Gold in Euros – 10 Years (Thomson Reuters)
Over the weekend Germany’s Der Spiegel reported Angela Merkel’s view that Germany would be “comfortable” with a Greek exit and that “any fallout would be manageable.”
That the Chancellor felt the need to make such comments is been seen by some as an attempt to scare the Greek people away from voting for anti-austerity group Syriza.
Syriza’s leader, Alexis Tsipras has already indicated that it is not his intention to pull Greece out of the Euro-zone but to renegotiate certain aspects of the bailout agreements with the Troika, particularly those seen as an unjust debt burden placed on average Greek citizens.
However, it may be that Germany fears the precedent of reopening negotiations between the Troika and Greece lest other countries upon whom onerous conditions were placed – such as Ireland – follow their example.

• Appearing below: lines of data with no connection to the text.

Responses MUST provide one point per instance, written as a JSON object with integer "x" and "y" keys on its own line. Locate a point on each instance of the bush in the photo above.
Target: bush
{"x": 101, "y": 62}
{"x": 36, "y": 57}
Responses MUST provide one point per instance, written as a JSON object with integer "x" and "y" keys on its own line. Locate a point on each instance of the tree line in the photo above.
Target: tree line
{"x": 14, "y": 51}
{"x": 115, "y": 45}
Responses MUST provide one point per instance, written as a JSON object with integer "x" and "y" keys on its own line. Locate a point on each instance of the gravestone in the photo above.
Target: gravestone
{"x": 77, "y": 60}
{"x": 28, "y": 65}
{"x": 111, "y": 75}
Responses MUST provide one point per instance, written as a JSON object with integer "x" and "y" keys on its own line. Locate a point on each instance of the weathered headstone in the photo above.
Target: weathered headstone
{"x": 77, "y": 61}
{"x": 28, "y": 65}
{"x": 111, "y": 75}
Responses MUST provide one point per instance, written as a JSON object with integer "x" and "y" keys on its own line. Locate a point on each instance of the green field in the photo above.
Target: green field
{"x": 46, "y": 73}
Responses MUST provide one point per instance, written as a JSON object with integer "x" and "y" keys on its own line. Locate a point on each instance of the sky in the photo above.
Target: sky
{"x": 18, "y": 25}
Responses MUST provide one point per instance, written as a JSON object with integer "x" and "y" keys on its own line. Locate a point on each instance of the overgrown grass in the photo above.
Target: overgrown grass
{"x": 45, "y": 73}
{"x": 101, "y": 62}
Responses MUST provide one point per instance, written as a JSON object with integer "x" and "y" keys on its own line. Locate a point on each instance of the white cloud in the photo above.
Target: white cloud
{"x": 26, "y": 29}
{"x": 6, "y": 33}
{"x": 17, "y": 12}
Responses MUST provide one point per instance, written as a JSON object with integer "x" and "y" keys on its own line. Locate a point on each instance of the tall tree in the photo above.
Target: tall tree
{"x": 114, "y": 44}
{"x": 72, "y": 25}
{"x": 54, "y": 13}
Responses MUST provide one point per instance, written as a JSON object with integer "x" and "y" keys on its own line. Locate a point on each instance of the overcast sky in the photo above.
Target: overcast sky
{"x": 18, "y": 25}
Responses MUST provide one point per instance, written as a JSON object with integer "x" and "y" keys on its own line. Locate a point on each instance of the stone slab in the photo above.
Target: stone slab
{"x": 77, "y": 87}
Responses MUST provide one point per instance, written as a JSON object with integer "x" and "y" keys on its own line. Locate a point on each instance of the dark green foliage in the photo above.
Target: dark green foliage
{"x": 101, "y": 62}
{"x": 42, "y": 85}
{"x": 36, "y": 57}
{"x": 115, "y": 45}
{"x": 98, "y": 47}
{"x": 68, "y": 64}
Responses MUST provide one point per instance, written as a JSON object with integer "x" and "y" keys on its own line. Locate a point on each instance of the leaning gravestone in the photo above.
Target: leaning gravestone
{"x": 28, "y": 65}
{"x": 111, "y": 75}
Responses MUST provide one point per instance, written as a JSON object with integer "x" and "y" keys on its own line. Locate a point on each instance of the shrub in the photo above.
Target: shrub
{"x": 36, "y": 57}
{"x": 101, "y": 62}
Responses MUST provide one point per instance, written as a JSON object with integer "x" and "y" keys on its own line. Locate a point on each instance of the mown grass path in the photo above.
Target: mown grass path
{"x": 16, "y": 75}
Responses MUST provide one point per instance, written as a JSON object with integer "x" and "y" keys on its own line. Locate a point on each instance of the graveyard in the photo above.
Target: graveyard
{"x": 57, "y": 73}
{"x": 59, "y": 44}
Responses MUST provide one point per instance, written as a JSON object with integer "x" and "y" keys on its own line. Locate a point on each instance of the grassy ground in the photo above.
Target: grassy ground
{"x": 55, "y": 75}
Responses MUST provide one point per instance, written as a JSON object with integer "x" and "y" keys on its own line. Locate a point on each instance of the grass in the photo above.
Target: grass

The assertion that the EU could “comfortably” manage the exit of Greece is a silly one – particularly at this very delicate and uncertain time.
European sanctions on Russia appear to be taking a significant toll on the already fragile European economy. Italy’s former Prime Minister, and former head of the European Commission, Romano Prodi, highlights the problem thus:
“The lowering of the oil and gas prices in combination with the sanctions, pushed by the Ukrainian crisis, will drop the Russian GDP by five percent per annum, and thus it will cause cutting of the Italian exports by about 50%.”
Similar dynamics are playing out in Poland and France.
Continued antagonisation of Russia may have dire consequences for Europe, if Russia chooses to respond more aggressively. France’s Societe General, alone, is exposed to Russia to the tune of €26 billion.
Were Russia to renege on this and other obligations to European banks it would likely trigger a Lehman’s style crisis.
Or Russia could cut its supplies of natural gas to Europe upon which German industry, in particular, relies. Thankfully, for now, Russia has reacted with cool heads, even inviting Europe to become a partner in the newly formed Eurasian Economic Union.
Germany is now dangerously close to deflation as the major states reported from 0% to 0.3% inflation in December, with Saxony at 0.5%, down from November rates of between 0.5% and 0.8%.
With these and countless other considerations weighing upon the EU, it is not accurate to suggest that a Greek exit and return to the drachma could be comfortably managed.
For one, there is no framework in place for an orderly secession of a member state from the Union. An antagonistic break up would likely cause contagion to many large banks exposed to Greece.
The ensuing turmoil might also prompt other member states to break away in chaotic fashion – Spain, Portugal and Italy being prime contenders.
Many periphery nations are slowly becoming jaded by the not so single currency – which for almost half its existence has been in crisis.
It is likely that the EU will do everything in it’s power to accommodate Syriza should they gain power in Greece. Whether it will be enough to keep Greece on board and the drachma off the printing presses remains to be seen.
Gold will protect from currency devaluations – whether that be in the form of the euro itself being devalued or in the form of reversions to drachmas, escudos, pesetas and punts and subsequent devaluations.